In fact, the groups fighting to defeat HB 2390 are being led by the Illinois Municipal League, and others are acknowledged on the IML website:
The League would like to thank the City of Chicago, Will County Governmental League, South Suburban Mayors and Managers, West Central Municipal Conference, Metro Counties of Illinois and the Township Officials of Illinois for their hard work in opposition. A special thanks also goes out to the numerous local officials throughout the state who contacted their legislators and urged them to oppose the bill.
And shouldn't our elected officials being doing all they can to prevent local taxpayers from having to foot the bill for potential lawsuits? Not according to the Rockford Register-Star, whose editors are blasting the seven Senators who voted against the bill as thinking "bicyclists are second-class citizen." The Register-Star thinks the bill's demise is a poor start for the month of May, which is National Bike Month.
The seven senators who opposed the bill must be oblivious to the thousands of people who use bicycles for transportation. Many do it as a lifestyle choice. They like the exercise, the gas savings and the hassle-free parking.
Here's a suggestion for all lawmakers who opposed this bill. Get off your bloated behinds and ride your bikes to work. Bike to Work Week is May 16-20. May 20 is Bike to Work Day. Maybe after you see how dangerous it can be to ride streets that are not marked for bicycles, you'll understand the importance of the legislation you just killed.
Alas, the editors at the Rockford Register-Star must be oblivious to the thousands of trial lawyers in America looking to target municipalities (aka the taxpayers) for their next lawsuits. To parallel further the editors' arguments, perhaps they should see how dangerous it can be for the taxpayer to navigate through the court system when a municipality gets dragged into a case. Perhaps their reporters should get off their behinds and look at the Winnebago docket and see where lawsuit abuse is affecting the local taxpayer in Rockford? Even though there are no warning signs posted for city administrators, they know the potential liabilities and have to weigh them against the postive uses for residents - even bicyclists.
Isn't that what we - as taxpayers - hire them to do?
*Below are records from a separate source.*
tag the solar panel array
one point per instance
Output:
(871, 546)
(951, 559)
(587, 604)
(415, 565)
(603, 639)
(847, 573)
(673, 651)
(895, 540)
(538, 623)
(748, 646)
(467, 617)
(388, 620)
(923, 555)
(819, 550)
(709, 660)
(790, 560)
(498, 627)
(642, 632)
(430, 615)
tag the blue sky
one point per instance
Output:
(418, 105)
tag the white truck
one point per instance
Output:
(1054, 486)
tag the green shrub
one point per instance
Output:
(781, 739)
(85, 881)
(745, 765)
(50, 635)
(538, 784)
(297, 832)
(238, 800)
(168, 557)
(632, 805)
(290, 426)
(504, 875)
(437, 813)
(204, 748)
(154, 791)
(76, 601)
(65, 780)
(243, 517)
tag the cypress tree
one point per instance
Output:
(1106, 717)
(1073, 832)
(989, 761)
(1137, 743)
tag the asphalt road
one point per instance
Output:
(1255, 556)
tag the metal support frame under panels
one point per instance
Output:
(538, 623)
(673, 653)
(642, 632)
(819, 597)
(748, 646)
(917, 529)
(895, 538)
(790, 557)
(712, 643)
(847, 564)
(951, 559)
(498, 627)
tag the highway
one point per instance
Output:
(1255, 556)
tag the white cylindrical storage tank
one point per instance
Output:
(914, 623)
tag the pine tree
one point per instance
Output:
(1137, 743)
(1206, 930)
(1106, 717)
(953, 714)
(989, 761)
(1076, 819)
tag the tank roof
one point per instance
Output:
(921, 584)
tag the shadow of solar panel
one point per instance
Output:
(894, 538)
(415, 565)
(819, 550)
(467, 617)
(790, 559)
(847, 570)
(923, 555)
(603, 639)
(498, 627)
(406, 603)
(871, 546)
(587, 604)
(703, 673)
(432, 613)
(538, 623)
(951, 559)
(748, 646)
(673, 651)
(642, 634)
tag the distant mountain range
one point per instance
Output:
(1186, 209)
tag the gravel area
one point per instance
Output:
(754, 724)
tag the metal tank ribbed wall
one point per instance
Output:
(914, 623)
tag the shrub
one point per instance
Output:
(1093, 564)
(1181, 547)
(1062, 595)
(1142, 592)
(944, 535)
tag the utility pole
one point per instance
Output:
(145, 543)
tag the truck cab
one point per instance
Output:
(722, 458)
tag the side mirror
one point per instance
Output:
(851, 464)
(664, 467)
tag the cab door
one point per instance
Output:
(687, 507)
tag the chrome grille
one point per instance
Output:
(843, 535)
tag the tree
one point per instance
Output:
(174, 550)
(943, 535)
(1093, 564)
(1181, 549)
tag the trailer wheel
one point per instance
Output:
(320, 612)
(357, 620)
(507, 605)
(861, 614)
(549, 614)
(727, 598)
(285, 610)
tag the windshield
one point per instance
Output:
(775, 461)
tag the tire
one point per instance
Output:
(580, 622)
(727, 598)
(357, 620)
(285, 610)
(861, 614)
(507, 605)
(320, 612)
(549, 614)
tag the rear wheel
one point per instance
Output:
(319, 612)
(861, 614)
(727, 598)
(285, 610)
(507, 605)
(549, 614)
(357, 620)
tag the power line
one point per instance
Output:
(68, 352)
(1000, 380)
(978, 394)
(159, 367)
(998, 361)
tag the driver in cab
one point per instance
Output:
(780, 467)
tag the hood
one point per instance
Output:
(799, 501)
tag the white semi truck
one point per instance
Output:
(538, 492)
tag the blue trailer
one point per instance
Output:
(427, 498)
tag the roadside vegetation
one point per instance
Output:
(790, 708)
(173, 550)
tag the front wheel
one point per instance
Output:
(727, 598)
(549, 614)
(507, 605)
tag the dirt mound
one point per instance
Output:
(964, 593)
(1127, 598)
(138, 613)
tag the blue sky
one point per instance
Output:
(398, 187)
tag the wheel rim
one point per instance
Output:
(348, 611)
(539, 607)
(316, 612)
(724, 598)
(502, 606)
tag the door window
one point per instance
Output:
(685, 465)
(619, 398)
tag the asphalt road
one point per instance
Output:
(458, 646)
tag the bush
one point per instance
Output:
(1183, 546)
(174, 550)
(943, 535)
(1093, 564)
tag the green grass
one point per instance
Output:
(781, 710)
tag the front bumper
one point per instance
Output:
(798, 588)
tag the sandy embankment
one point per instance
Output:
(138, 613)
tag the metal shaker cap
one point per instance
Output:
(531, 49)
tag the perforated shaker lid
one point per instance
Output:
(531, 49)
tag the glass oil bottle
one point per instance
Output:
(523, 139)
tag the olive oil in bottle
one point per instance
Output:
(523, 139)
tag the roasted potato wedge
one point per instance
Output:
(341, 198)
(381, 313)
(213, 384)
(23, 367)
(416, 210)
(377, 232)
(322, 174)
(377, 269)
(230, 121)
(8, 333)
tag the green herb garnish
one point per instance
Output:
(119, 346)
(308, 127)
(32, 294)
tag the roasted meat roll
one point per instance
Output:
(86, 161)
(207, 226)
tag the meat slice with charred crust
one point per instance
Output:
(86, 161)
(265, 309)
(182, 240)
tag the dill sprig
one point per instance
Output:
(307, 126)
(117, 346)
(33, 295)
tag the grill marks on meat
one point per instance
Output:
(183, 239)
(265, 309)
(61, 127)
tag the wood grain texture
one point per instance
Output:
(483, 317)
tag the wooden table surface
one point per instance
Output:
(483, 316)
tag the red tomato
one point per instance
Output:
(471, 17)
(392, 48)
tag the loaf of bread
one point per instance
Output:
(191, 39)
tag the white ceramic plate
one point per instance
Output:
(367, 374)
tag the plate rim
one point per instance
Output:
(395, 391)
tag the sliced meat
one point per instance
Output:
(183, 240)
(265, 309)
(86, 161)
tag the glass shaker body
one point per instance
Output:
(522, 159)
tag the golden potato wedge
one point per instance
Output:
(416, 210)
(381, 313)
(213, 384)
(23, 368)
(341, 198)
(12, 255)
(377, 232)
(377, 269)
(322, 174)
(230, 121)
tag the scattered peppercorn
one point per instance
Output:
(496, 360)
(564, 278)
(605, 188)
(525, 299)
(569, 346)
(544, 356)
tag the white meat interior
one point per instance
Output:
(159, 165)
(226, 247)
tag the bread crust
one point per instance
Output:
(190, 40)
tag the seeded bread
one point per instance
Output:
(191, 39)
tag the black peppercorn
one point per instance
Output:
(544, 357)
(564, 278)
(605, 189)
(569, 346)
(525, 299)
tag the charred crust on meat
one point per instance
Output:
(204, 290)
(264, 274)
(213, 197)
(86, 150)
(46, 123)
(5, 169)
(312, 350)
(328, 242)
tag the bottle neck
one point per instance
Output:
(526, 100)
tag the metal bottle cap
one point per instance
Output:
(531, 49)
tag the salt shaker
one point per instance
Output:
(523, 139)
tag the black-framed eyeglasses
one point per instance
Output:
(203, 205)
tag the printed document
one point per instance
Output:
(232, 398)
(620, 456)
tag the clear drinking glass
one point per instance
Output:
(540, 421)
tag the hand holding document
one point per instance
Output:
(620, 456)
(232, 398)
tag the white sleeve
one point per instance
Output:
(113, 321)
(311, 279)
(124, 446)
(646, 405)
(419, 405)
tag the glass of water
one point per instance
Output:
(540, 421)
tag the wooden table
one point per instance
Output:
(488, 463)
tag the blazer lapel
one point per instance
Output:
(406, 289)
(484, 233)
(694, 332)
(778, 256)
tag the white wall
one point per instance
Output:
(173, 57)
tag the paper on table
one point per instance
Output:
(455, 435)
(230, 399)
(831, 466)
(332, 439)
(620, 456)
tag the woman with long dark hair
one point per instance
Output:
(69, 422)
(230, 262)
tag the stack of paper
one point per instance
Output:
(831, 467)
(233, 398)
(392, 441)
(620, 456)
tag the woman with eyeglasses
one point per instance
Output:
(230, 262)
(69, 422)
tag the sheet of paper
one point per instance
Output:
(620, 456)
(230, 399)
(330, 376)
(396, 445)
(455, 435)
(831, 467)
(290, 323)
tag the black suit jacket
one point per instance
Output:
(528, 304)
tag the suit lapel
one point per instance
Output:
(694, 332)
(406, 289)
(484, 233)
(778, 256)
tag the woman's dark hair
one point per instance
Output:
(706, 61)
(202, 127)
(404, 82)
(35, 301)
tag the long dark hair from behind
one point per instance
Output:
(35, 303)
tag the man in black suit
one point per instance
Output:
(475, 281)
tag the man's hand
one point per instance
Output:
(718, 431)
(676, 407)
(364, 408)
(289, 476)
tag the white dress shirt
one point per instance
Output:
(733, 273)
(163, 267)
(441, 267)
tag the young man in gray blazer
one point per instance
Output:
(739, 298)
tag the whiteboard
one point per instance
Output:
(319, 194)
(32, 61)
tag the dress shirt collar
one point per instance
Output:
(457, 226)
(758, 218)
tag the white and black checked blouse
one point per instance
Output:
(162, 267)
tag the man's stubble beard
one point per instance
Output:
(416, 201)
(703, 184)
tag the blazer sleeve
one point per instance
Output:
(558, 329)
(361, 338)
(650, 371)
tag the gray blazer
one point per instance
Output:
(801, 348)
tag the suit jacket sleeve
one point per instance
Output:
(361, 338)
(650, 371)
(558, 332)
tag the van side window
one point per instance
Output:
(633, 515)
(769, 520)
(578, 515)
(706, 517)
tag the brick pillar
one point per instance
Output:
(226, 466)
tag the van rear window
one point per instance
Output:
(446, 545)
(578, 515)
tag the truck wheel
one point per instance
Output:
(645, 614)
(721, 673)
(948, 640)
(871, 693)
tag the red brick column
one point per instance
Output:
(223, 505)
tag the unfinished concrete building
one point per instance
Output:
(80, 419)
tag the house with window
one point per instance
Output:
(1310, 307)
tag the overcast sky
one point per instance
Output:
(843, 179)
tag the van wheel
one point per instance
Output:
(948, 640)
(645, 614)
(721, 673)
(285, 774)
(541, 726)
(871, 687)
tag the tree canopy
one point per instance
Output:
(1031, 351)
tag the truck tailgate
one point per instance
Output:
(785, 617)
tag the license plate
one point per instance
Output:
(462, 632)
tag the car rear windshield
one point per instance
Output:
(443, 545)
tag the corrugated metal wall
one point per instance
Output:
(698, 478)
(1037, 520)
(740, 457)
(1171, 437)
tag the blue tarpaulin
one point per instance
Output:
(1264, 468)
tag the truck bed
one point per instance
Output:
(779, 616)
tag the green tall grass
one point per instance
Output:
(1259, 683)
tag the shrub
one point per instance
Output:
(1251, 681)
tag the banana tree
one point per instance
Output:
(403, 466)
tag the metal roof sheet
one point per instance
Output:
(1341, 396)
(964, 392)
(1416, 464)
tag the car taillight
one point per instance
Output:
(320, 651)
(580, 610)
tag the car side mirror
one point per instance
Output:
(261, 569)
Unfortunately, the fear of litigation is forcing changes in our state's biking opportunities. However, it was the plaintiff that pushed the case to the Supreme Court in 1998 that forced a change in the law that created the "disincentive" for bicyclists. Most municipalities probably never considered the potential liability until lawyers tinkered with Supreme Court on the case.
Once again, a group loses out because the trial lawyers won't give up a potential cash cow in order for Illinoisans to more freely exercise (no pun intended) their rights to bike. For those keeping track, if you're a patient AND a biker in Illinois, you're now losing 2-0.